For something so complex like a PC or desktop experience, having a bunch of oppositional goals (like ad pop ups) do not serve the user well enough. Often times a committee releases a product, but there is no real consensus or accessibility in mind.
> So what is Thinnernet? Imagine a fiber optic bundle of undersea cables- maybe a hundred or so 10Gbps cables comprising....
and the question goes unanswered. is it a protocol? physical layer? guideline? no idea.
[1] https://www.markdownlang.com/advanced/javascript.html
I don't really have any coherent picture but I would like to see these ideas I think:
- Anti-commercial/anti-tracking: maybe requiring some sort of open-source license for all published content that makes it harder to commercially exploit the information, ideally this would be by and for the community, especially in light of recent aggressive LLM-training crawling. I would also like to exclude advertisement and tracking.
- Browser-less: The idea would be to do away with the complexity of the modern web (as people say, browsers are basically operating systems), back to more of its hyper-text roots. Simple documents, mostly textual information. I could imagine a mix of basic markdown and some pre-wired complex/interactive views like "forum" or "blog" and so on (differences in how data is loaded, presented, ...) - the idea would be to implement the "app" part in the browser-replacement and not in the web-page itself if that makes sense. This would lead to more uniformity but that might be a good thing. I'm not even sure if/how images would fit in or videos.
- Peer-to-peer?: Hosting should be as simple as hitting a "publish" button on an article. I like the idea of decentralization, so maybe there could be some sort of peer-to-peer federation where users could "host" content that they've read, liked or general content that's part of a certain (sub-) community. This might require some ranking like HN or a similar mechanism to (unfortunately) censor certain content if the community would not believe it to match their values - so not ultimate freedom. P2P would be more about decentralization, and maybe anti-tracking than pure censorship-resistance.

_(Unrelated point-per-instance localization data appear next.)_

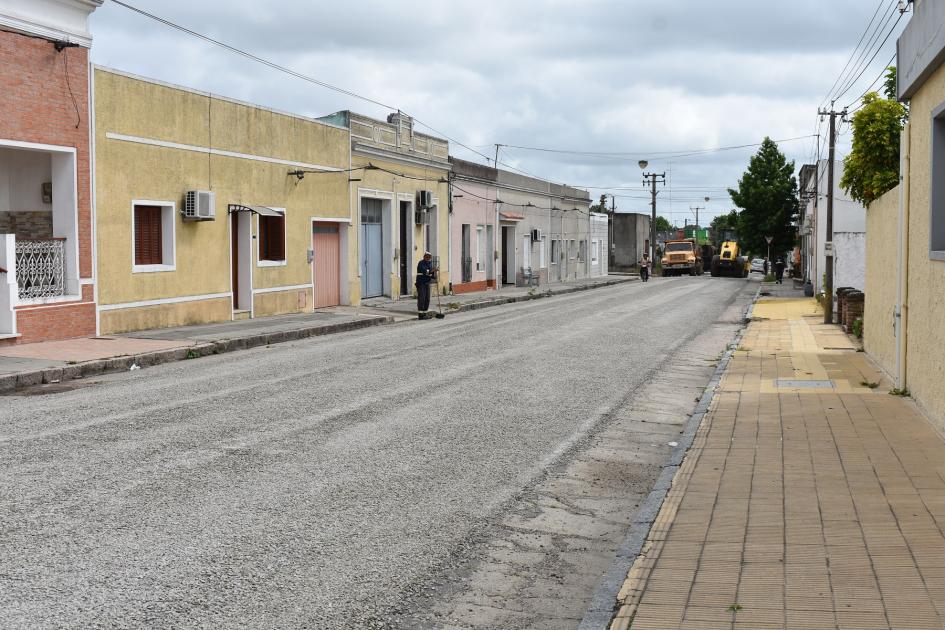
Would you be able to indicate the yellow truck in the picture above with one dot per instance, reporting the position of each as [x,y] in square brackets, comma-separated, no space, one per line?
[682,256]
[730,262]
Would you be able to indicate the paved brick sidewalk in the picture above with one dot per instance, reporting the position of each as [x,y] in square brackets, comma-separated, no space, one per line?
[802,504]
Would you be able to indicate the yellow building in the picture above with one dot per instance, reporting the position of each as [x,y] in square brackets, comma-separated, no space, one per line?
[400,202]
[209,209]
[904,320]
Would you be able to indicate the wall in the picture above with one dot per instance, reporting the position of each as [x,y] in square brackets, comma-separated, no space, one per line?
[926,289]
[38,107]
[881,279]
[135,119]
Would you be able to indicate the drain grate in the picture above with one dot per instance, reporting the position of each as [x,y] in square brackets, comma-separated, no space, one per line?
[797,384]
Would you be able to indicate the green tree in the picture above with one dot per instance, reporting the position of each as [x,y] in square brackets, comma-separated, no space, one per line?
[767,195]
[872,166]
[663,225]
[723,225]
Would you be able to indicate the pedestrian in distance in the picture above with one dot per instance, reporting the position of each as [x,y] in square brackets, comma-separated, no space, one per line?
[426,273]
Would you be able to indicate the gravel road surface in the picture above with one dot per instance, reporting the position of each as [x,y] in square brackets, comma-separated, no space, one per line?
[315,484]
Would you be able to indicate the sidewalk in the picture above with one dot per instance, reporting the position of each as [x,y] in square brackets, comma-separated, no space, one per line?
[505,295]
[808,499]
[55,361]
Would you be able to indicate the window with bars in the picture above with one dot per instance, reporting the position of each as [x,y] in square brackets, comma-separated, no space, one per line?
[149,237]
[272,238]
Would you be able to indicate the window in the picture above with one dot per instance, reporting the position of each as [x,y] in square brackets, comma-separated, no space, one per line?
[153,225]
[937,209]
[480,248]
[271,238]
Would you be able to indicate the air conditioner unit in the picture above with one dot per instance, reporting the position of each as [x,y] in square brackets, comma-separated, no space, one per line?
[199,205]
[424,198]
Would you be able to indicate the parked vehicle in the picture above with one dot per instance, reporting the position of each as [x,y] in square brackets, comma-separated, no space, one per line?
[682,256]
[729,262]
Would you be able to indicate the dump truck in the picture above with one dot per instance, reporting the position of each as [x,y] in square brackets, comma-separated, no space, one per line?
[730,262]
[682,256]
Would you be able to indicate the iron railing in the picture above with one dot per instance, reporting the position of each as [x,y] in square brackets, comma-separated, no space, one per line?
[40,268]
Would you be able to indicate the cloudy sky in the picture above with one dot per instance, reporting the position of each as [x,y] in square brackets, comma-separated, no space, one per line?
[609,82]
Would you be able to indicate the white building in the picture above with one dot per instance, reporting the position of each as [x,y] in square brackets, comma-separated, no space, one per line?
[849,229]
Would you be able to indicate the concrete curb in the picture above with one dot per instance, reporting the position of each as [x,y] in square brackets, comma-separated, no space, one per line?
[20,380]
[603,605]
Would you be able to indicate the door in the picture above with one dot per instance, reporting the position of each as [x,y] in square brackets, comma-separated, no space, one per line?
[466,250]
[235,258]
[406,223]
[372,244]
[326,272]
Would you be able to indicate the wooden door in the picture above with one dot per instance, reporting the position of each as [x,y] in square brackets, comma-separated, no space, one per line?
[327,264]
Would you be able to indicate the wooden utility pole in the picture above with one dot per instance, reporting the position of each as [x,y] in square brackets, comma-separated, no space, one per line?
[828,238]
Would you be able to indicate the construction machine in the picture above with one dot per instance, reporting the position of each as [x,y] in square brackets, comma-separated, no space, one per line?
[682,256]
[730,262]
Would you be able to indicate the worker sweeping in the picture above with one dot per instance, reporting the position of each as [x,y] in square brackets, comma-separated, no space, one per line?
[426,273]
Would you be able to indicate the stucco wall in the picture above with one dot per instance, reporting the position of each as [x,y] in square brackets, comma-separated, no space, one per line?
[926,301]
[136,167]
[882,248]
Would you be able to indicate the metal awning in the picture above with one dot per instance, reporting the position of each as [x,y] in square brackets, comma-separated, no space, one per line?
[265,211]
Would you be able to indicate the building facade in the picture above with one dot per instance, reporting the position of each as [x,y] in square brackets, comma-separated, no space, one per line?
[399,193]
[47,276]
[905,295]
[209,209]
[630,234]
[849,229]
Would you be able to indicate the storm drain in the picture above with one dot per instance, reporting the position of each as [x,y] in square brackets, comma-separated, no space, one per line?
[797,384]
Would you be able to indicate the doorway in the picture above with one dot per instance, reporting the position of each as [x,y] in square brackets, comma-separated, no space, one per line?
[508,254]
[372,244]
[326,264]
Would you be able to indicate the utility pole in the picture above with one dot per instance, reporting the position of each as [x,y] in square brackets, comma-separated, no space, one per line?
[652,178]
[828,239]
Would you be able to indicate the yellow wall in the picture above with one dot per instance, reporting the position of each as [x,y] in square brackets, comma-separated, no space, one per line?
[129,170]
[926,316]
[387,182]
[882,256]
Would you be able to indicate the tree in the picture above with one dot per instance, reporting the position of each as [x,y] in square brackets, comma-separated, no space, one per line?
[663,225]
[767,195]
[601,206]
[872,166]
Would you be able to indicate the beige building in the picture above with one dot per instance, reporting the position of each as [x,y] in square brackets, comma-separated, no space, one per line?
[905,274]
[400,196]
[209,209]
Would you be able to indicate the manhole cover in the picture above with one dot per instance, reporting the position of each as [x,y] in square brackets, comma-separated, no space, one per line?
[795,384]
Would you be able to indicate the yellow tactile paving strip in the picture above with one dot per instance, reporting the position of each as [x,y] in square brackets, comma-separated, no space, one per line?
[798,509]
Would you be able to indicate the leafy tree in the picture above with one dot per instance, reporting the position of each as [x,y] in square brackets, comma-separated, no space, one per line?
[663,225]
[872,166]
[601,206]
[722,225]
[767,195]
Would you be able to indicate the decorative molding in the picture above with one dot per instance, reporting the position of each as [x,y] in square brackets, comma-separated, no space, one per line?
[233,154]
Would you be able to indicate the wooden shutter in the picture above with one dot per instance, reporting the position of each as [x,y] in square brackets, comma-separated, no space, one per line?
[148,235]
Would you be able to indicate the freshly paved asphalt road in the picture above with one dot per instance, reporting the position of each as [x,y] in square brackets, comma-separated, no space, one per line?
[315,484]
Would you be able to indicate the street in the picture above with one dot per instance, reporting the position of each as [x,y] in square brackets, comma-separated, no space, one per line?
[331,482]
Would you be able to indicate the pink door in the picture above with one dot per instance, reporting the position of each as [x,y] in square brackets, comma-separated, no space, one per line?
[327,264]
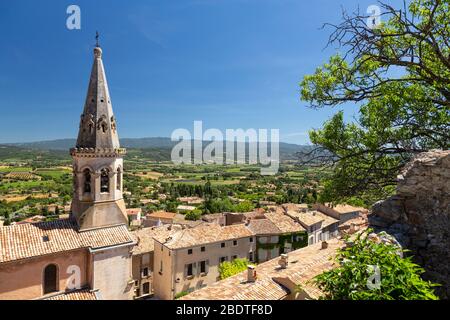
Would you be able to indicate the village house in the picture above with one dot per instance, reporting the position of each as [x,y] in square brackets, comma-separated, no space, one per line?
[191,200]
[341,212]
[318,225]
[189,259]
[158,218]
[134,216]
[276,233]
[184,208]
[89,254]
[284,278]
[143,258]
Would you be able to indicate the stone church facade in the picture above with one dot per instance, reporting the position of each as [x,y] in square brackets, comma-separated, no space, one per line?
[88,255]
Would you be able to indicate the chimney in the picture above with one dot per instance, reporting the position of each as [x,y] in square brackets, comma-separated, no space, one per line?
[251,273]
[283,262]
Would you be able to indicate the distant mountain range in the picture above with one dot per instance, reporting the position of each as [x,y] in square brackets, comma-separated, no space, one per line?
[287,150]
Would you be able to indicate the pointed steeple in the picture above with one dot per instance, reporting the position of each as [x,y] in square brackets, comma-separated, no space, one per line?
[98,124]
[97,201]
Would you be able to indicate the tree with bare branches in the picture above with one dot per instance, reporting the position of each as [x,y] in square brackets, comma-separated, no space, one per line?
[398,73]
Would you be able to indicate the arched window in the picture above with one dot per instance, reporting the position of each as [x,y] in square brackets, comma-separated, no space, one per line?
[119,178]
[104,180]
[87,181]
[50,278]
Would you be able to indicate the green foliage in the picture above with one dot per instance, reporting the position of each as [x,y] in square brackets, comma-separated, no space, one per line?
[245,206]
[230,268]
[400,277]
[193,215]
[398,74]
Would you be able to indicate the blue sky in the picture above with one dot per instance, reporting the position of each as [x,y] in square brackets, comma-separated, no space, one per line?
[230,63]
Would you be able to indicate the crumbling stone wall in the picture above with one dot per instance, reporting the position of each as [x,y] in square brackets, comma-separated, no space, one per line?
[418,216]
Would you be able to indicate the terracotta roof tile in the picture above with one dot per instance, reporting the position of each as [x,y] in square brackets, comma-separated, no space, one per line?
[36,239]
[162,215]
[144,238]
[84,294]
[204,233]
[285,223]
[304,264]
[263,226]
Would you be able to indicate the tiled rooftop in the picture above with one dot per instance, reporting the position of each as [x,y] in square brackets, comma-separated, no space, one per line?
[285,223]
[36,239]
[161,215]
[306,218]
[304,264]
[144,237]
[133,211]
[84,294]
[203,234]
[345,208]
[263,227]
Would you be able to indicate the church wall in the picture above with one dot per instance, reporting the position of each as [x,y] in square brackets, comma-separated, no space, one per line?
[23,279]
[112,273]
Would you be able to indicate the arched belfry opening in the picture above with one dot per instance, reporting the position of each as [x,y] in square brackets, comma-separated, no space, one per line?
[97,202]
[104,180]
[119,179]
[87,181]
[50,281]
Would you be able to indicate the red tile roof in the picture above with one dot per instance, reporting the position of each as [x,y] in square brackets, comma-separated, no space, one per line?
[84,294]
[203,234]
[36,239]
[304,265]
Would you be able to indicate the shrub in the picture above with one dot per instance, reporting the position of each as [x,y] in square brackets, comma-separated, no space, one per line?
[193,215]
[399,277]
[230,268]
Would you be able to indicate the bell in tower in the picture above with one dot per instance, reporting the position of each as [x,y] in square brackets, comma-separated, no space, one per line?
[98,158]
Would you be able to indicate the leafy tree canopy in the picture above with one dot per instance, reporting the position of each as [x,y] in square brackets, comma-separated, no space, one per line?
[398,73]
[230,268]
[399,277]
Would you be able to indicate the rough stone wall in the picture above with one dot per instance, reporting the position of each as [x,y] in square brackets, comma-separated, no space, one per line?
[418,216]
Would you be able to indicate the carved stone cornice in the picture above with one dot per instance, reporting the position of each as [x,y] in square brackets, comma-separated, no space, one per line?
[98,152]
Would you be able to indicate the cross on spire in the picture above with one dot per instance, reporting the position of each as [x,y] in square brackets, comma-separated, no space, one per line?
[96,38]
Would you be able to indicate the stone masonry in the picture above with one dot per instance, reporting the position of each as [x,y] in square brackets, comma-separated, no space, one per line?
[418,215]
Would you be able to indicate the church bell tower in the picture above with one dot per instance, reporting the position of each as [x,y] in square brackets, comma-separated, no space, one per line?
[98,158]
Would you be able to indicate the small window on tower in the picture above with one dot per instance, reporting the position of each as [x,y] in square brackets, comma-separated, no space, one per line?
[87,181]
[104,180]
[119,179]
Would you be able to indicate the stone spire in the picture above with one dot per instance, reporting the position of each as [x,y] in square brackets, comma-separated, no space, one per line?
[98,159]
[98,124]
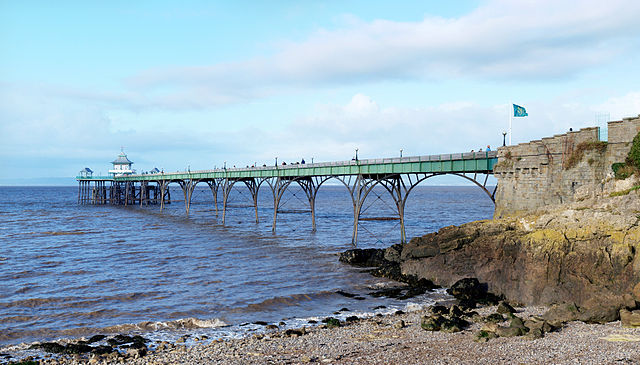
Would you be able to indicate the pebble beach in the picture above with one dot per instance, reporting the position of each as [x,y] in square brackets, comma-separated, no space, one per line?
[396,339]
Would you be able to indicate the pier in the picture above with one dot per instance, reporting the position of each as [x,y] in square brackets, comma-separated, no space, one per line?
[398,176]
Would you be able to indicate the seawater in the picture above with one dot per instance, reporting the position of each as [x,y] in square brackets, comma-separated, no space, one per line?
[69,270]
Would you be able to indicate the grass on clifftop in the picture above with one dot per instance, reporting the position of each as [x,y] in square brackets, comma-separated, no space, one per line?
[581,148]
[623,170]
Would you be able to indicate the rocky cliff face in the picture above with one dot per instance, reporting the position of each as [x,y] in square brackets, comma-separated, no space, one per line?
[586,253]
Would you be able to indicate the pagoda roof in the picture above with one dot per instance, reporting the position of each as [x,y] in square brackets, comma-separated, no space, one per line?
[122,159]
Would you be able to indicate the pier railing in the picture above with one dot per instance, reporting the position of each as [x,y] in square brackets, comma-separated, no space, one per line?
[480,162]
[397,175]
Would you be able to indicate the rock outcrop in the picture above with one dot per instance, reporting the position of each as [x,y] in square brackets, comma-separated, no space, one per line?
[584,253]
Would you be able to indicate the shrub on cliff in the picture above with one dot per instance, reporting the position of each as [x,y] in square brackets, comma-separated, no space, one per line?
[633,158]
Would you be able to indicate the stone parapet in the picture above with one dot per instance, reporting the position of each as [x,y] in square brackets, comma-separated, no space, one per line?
[559,169]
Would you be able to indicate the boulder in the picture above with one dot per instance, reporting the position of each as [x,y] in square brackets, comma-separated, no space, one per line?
[630,318]
[559,314]
[494,318]
[432,323]
[509,331]
[332,322]
[484,336]
[467,289]
[504,308]
[438,309]
[636,292]
[535,323]
[369,257]
[392,253]
[599,310]
[534,334]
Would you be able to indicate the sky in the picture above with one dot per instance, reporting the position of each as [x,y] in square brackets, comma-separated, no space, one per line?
[195,84]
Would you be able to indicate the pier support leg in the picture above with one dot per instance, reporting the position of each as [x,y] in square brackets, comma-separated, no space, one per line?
[278,187]
[164,192]
[310,186]
[187,188]
[253,187]
[226,190]
[214,185]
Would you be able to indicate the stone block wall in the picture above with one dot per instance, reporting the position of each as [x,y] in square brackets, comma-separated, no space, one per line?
[540,173]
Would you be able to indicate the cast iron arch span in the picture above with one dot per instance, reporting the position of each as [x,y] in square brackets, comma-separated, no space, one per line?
[399,190]
[309,184]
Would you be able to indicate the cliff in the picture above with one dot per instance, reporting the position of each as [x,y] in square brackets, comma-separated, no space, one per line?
[561,169]
[581,252]
[565,229]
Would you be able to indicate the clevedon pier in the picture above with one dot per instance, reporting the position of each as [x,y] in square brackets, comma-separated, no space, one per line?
[398,176]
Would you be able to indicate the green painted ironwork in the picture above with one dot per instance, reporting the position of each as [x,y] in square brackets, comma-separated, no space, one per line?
[472,162]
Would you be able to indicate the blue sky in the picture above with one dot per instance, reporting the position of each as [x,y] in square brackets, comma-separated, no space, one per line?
[197,83]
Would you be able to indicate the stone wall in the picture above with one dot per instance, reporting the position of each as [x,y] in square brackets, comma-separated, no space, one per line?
[543,172]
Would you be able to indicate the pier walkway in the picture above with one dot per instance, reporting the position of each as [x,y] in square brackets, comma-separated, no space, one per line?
[397,175]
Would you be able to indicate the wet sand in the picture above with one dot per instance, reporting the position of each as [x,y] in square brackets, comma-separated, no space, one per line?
[382,340]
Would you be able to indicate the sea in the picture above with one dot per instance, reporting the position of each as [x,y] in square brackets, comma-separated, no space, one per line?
[69,271]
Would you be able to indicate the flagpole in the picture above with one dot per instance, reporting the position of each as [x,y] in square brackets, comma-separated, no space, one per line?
[510,120]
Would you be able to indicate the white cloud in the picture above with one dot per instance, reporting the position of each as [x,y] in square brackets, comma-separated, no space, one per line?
[499,40]
[621,106]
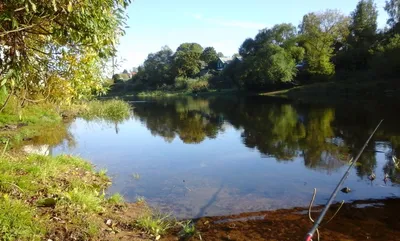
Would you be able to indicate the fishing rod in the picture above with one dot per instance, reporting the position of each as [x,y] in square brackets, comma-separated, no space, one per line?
[317,223]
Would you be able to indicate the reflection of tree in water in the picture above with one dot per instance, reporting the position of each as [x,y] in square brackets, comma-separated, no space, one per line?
[324,137]
[189,119]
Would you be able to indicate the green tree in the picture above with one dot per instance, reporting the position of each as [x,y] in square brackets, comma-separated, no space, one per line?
[392,7]
[357,54]
[210,57]
[156,69]
[270,57]
[187,60]
[45,41]
[322,33]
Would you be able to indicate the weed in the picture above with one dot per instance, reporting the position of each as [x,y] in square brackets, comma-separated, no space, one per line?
[140,199]
[116,199]
[110,110]
[87,200]
[136,176]
[154,224]
[102,173]
[188,230]
[17,221]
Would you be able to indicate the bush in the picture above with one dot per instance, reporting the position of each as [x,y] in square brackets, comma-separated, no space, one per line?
[111,110]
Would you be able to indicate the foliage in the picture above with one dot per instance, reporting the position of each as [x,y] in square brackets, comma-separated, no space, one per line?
[386,59]
[392,7]
[17,221]
[321,33]
[111,110]
[154,224]
[269,58]
[56,50]
[357,54]
[187,60]
[156,69]
[69,185]
[210,57]
[188,230]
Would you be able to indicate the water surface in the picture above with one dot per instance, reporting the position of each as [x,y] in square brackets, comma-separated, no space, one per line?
[217,156]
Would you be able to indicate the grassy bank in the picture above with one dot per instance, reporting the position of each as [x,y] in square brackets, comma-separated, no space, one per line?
[52,197]
[333,92]
[162,93]
[47,122]
[63,197]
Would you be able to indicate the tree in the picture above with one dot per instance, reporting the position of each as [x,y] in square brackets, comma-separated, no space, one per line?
[392,7]
[210,57]
[156,69]
[363,26]
[43,43]
[322,33]
[187,60]
[270,57]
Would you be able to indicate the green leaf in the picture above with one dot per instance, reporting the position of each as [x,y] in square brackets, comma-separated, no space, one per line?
[54,5]
[69,8]
[48,202]
[14,23]
[33,5]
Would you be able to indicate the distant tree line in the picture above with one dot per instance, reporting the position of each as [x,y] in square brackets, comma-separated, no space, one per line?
[326,45]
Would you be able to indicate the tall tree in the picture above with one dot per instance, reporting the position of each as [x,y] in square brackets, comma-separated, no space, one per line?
[43,42]
[209,56]
[392,7]
[322,33]
[187,60]
[156,69]
[268,57]
[363,26]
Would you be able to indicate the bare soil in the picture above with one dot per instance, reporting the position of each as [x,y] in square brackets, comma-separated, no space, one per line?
[360,220]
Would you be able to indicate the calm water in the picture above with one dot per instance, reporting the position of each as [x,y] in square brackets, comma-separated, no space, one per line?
[217,156]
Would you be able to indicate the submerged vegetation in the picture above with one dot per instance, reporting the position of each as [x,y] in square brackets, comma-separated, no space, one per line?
[110,110]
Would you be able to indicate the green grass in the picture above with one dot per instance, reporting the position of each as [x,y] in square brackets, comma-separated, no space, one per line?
[110,110]
[29,184]
[116,199]
[18,221]
[188,230]
[154,224]
[136,176]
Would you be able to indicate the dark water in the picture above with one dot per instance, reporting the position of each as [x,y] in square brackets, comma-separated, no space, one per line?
[216,156]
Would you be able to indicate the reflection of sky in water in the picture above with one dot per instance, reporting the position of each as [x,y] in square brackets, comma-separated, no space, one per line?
[216,177]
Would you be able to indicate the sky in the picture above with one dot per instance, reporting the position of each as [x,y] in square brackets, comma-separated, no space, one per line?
[222,24]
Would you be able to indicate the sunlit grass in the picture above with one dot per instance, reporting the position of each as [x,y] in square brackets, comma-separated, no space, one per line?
[116,199]
[67,184]
[188,230]
[18,222]
[154,224]
[111,110]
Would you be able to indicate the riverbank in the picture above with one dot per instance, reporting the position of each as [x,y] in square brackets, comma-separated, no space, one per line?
[64,197]
[336,92]
[160,93]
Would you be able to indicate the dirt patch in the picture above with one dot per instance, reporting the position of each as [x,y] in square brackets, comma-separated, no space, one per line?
[361,220]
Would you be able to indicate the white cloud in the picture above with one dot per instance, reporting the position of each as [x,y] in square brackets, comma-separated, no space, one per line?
[229,22]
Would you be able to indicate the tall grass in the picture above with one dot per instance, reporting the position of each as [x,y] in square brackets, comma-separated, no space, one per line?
[67,184]
[110,110]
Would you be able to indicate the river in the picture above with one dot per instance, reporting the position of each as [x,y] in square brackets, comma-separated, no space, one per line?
[196,157]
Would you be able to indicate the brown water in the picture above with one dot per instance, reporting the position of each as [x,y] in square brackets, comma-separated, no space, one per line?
[201,157]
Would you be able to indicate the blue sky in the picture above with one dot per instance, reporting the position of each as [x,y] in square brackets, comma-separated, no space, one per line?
[223,24]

A session might look like opening the "non-browser" app - it would be fast and require very little memory. Then you'd select or type a community/site and you view of all the content with filters and sorts, depending on the community/site's "template" (again, this is not JS/HTML - basically a native form rendered directly if you will). When you feel like it, you click the "create" button, a text-area + preview pops up and you write your post or article in markdown. When happy, you "publish" and it gets slowly disseminated through all the P2P nodes of your community. This could encompass communities like HN or reddit even if the voting mechanics are worked out, personal blogs, ... but would probably exclude e-commerce stores or video sites because the engine would be potentially too simplistic - and that's fine by me.